# Free arden grange sample?



## Ryan2009 (Jul 3, 2009)

i can remember reading on here that some people e mailed arden grange and asked for a sample and they sent them a free 2.5kg bag so i decided to email them my self as i am considering changing Jacks dry food from JWB. i Emailed them 5 days ago and havnt got a reply does anyone know how long it should take for me to recieve the sample or at least get a e mail back? thanks alot


----------



## Ryan2009 (Jul 3, 2009)

bump  pleaseeee


----------



## Matrix/Logan (May 7, 2009)

Not sure sorry, i know hills give away puppy bags of 1.5kg, and eukanuba give little samples but not heard about arden grange, sorry!!


----------



## LostGirl (Jan 16, 2009)

I phoned them up and asked


----------



## bird (Apr 2, 2009)

Took about a month, but I also got free samples from my vets as they sell arden grange


----------



## mr.stitches (Aug 1, 2008)

Hi

I emailed them about 3 days ago and got a response this morning.
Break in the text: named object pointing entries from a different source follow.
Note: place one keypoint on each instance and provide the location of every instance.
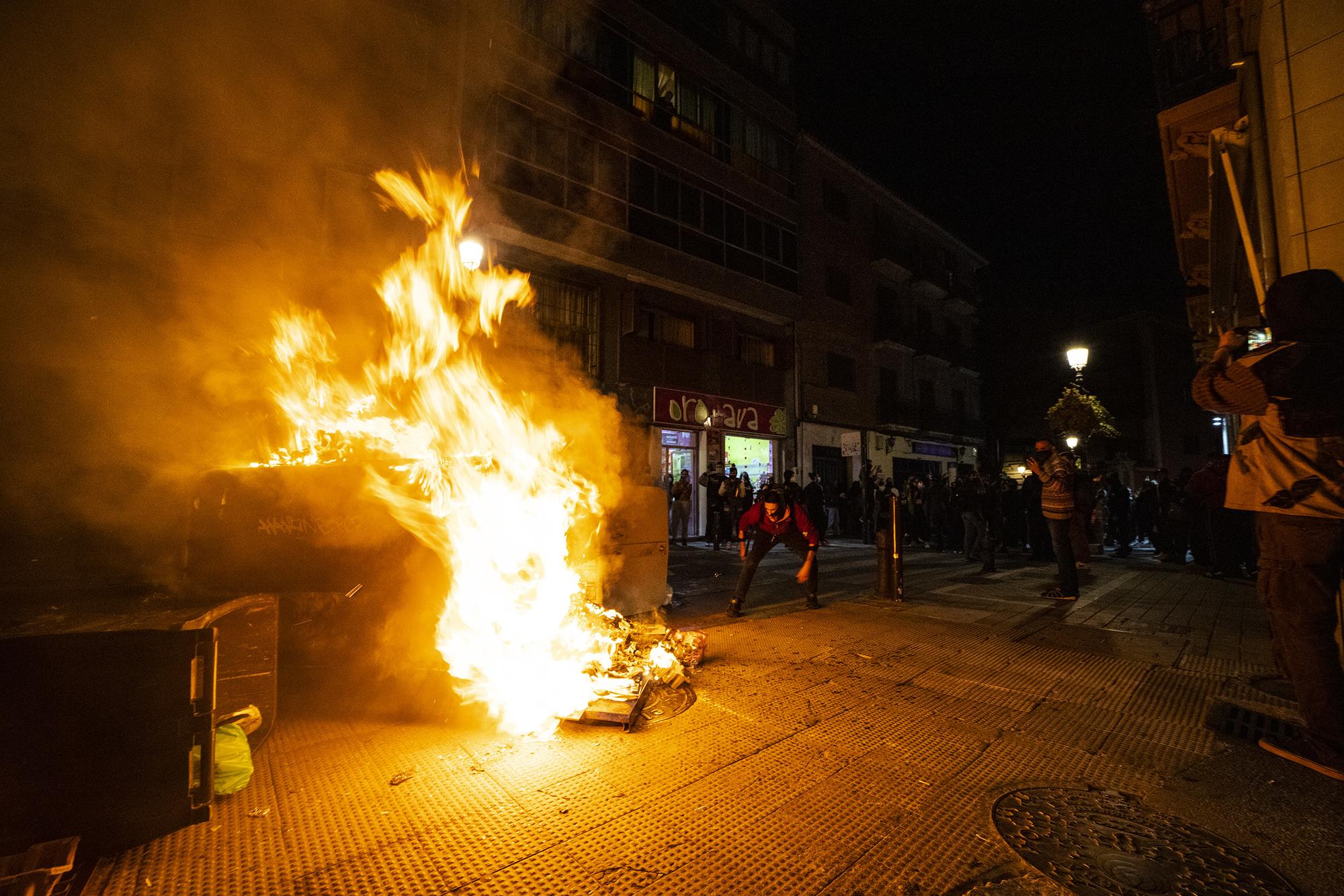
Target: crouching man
(776, 522)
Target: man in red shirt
(778, 522)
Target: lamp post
(471, 252)
(1079, 361)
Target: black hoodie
(1306, 379)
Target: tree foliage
(1083, 414)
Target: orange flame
(478, 479)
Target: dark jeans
(1060, 539)
(761, 546)
(1040, 537)
(1079, 533)
(714, 525)
(1300, 566)
(972, 526)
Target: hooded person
(1288, 467)
(776, 521)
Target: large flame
(474, 474)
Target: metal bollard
(892, 573)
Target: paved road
(861, 749)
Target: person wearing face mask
(776, 522)
(1057, 506)
(1288, 467)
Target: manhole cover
(1276, 687)
(1101, 842)
(665, 703)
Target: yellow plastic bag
(233, 760)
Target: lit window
(643, 77)
(753, 350)
(568, 314)
(666, 330)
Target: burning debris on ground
(478, 471)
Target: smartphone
(1256, 337)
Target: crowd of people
(982, 512)
(1275, 512)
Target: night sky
(1029, 131)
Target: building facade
(639, 162)
(1253, 105)
(886, 331)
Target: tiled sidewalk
(853, 750)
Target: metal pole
(892, 574)
(1241, 225)
(897, 549)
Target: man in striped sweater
(1057, 506)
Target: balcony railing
(929, 420)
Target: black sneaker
(1304, 754)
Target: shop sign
(850, 444)
(682, 408)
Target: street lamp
(471, 252)
(1079, 361)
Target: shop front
(693, 431)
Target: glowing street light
(471, 252)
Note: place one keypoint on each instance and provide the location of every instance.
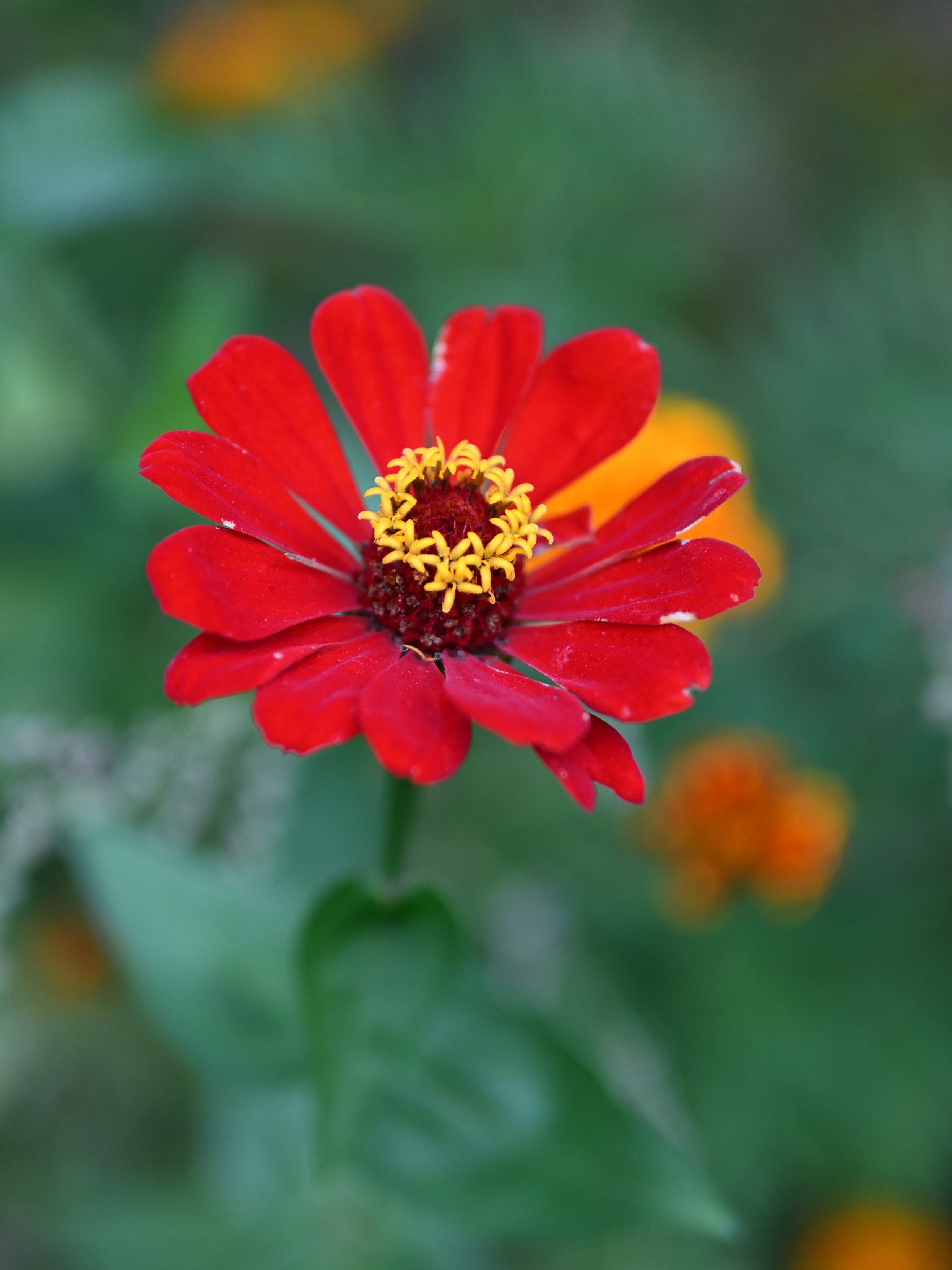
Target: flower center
(450, 541)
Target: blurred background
(760, 959)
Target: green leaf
(209, 952)
(375, 972)
(466, 1107)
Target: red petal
(676, 583)
(215, 667)
(631, 672)
(611, 762)
(411, 723)
(672, 506)
(314, 705)
(572, 529)
(591, 397)
(254, 393)
(573, 771)
(375, 357)
(219, 479)
(239, 587)
(518, 709)
(483, 365)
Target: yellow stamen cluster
(466, 566)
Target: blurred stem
(401, 798)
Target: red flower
(407, 633)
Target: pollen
(457, 521)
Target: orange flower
(679, 430)
(226, 59)
(877, 1237)
(67, 957)
(733, 813)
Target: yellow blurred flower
(679, 430)
(65, 958)
(876, 1237)
(231, 58)
(731, 813)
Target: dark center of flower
(450, 545)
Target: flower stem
(401, 798)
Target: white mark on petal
(440, 357)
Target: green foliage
(446, 1096)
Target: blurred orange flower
(733, 813)
(67, 958)
(681, 428)
(226, 59)
(876, 1237)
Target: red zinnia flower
(407, 633)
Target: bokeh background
(765, 191)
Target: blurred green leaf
(79, 148)
(210, 952)
(464, 1106)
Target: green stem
(400, 798)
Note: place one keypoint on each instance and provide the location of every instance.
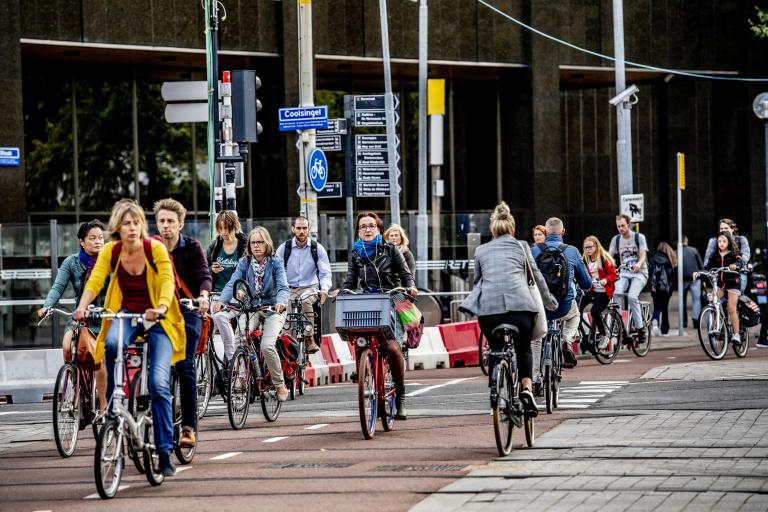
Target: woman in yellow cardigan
(139, 285)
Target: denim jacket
(274, 290)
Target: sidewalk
(667, 460)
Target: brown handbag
(86, 348)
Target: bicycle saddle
(505, 330)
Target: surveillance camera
(624, 96)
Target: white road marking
(430, 388)
(96, 495)
(226, 455)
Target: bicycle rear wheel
(204, 382)
(66, 410)
(108, 460)
(502, 409)
(366, 393)
(482, 353)
(239, 390)
(712, 337)
(387, 407)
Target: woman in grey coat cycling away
(501, 295)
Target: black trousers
(524, 321)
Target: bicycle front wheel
(502, 410)
(66, 410)
(712, 333)
(366, 393)
(239, 390)
(108, 460)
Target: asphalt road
(315, 454)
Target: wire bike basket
(368, 312)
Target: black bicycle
(506, 406)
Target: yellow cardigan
(162, 288)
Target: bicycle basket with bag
(749, 311)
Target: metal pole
(624, 134)
(389, 105)
(75, 151)
(135, 126)
(680, 294)
(308, 197)
(421, 220)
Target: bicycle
(715, 329)
(75, 403)
(552, 364)
(367, 320)
(506, 407)
(249, 375)
(122, 430)
(297, 324)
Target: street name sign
(302, 118)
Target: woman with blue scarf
(377, 266)
(75, 271)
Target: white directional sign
(634, 206)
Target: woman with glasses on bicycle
(75, 270)
(602, 270)
(727, 255)
(376, 266)
(266, 279)
(501, 295)
(142, 282)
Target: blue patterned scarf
(367, 249)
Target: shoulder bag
(540, 324)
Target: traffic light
(245, 105)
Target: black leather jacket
(386, 270)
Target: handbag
(540, 324)
(86, 348)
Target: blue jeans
(695, 289)
(160, 351)
(186, 370)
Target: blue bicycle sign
(317, 169)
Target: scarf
(367, 249)
(258, 275)
(87, 261)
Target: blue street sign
(317, 169)
(303, 118)
(10, 157)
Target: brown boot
(311, 346)
(187, 437)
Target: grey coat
(501, 284)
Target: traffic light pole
(307, 195)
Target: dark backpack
(554, 267)
(288, 247)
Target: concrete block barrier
(460, 340)
(431, 353)
(26, 376)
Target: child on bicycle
(602, 270)
(727, 255)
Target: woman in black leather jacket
(377, 266)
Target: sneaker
(187, 437)
(311, 346)
(529, 403)
(569, 358)
(165, 466)
(400, 412)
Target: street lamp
(760, 107)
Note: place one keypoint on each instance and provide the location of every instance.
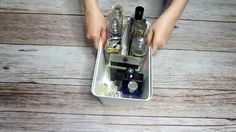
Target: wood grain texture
(211, 10)
(69, 31)
(74, 66)
(30, 121)
(187, 103)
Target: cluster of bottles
(128, 80)
(136, 44)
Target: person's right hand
(96, 25)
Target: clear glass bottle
(115, 22)
(139, 24)
(139, 47)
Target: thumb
(104, 35)
(96, 41)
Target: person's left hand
(160, 32)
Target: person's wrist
(91, 6)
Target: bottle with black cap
(139, 25)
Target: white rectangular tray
(101, 76)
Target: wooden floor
(46, 67)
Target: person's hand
(160, 32)
(96, 26)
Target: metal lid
(132, 85)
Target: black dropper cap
(138, 13)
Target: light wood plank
(42, 29)
(78, 100)
(69, 31)
(211, 10)
(74, 66)
(214, 10)
(27, 121)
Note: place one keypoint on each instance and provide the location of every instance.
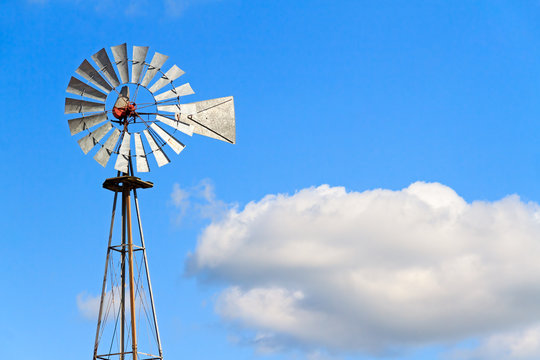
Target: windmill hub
(126, 111)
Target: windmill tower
(110, 113)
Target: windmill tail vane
(113, 105)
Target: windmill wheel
(113, 110)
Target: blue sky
(403, 132)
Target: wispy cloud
(326, 269)
(134, 8)
(199, 201)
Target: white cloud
(88, 305)
(513, 345)
(137, 8)
(374, 271)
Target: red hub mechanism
(122, 112)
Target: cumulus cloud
(376, 271)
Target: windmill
(111, 111)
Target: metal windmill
(124, 109)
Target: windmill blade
(142, 161)
(80, 106)
(159, 154)
(104, 63)
(182, 90)
(139, 56)
(176, 145)
(214, 118)
(157, 62)
(88, 72)
(120, 58)
(172, 74)
(104, 154)
(187, 109)
(122, 161)
(178, 125)
(92, 139)
(86, 122)
(78, 87)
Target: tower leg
(127, 195)
(124, 328)
(103, 288)
(158, 338)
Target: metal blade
(142, 162)
(182, 90)
(88, 72)
(172, 74)
(80, 106)
(159, 155)
(120, 57)
(157, 62)
(78, 87)
(86, 122)
(214, 118)
(122, 161)
(92, 139)
(178, 125)
(104, 154)
(176, 145)
(104, 63)
(187, 109)
(139, 56)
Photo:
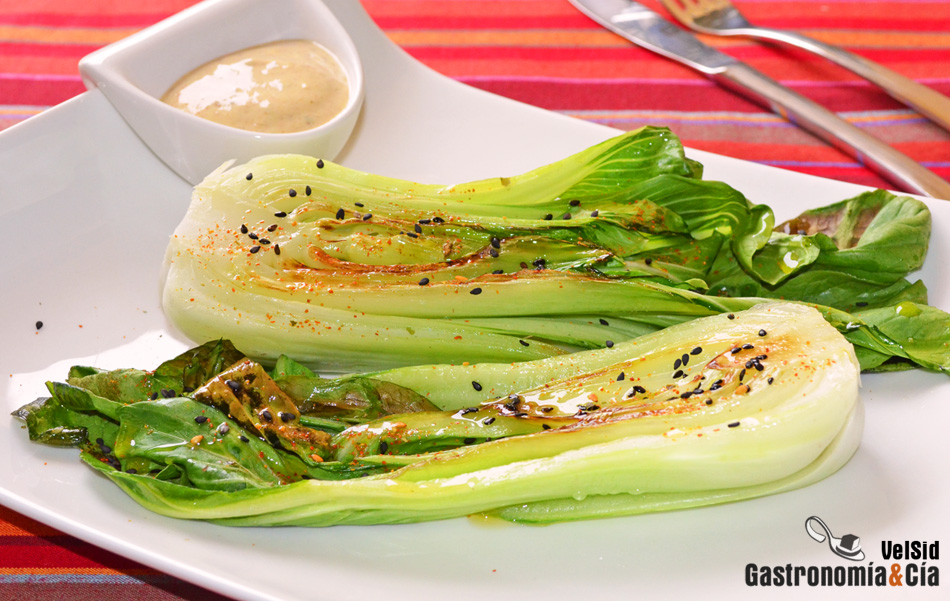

I sent them my address back and they emailed to say they would pop some samples in the post, not sure how much so il keep you posted!


----------



## Ryan2009 (Jul 3, 2009)

they also emailed me this morning with a very helpful long email to help with jacks loose stools and said they would send me some samples, i think once jack has used all his JWB i am going to swap to AG on the pure fact that the customer service is excellent and how much they care for their customers which is serverly lacked in most of the dog food market, very happy


----------



## mr.stitches (Aug 1, 2008)

we shall have to see who gets their samples quicker!


----------



## Cuddypuppy (Jan 15, 2009)

My local pet shop gave me 4 free sample packs, but I might give Arden Grange a call also.


----------



## Ryan2009 (Jul 3, 2009)

got my samples today 4 x 100gram bags 
still dont know how some people got a 2kg bag though?


----------



## Nonnie (Apr 15, 2009)

Ryan2009 said:


> got my samples today 4 x 100gram bags
> still dont know how some people got a 2kg bag though?


No idea. I got the 2kg sensitive for free. Maybe the lady i spoke to liked me as we have the same breed of dog


----------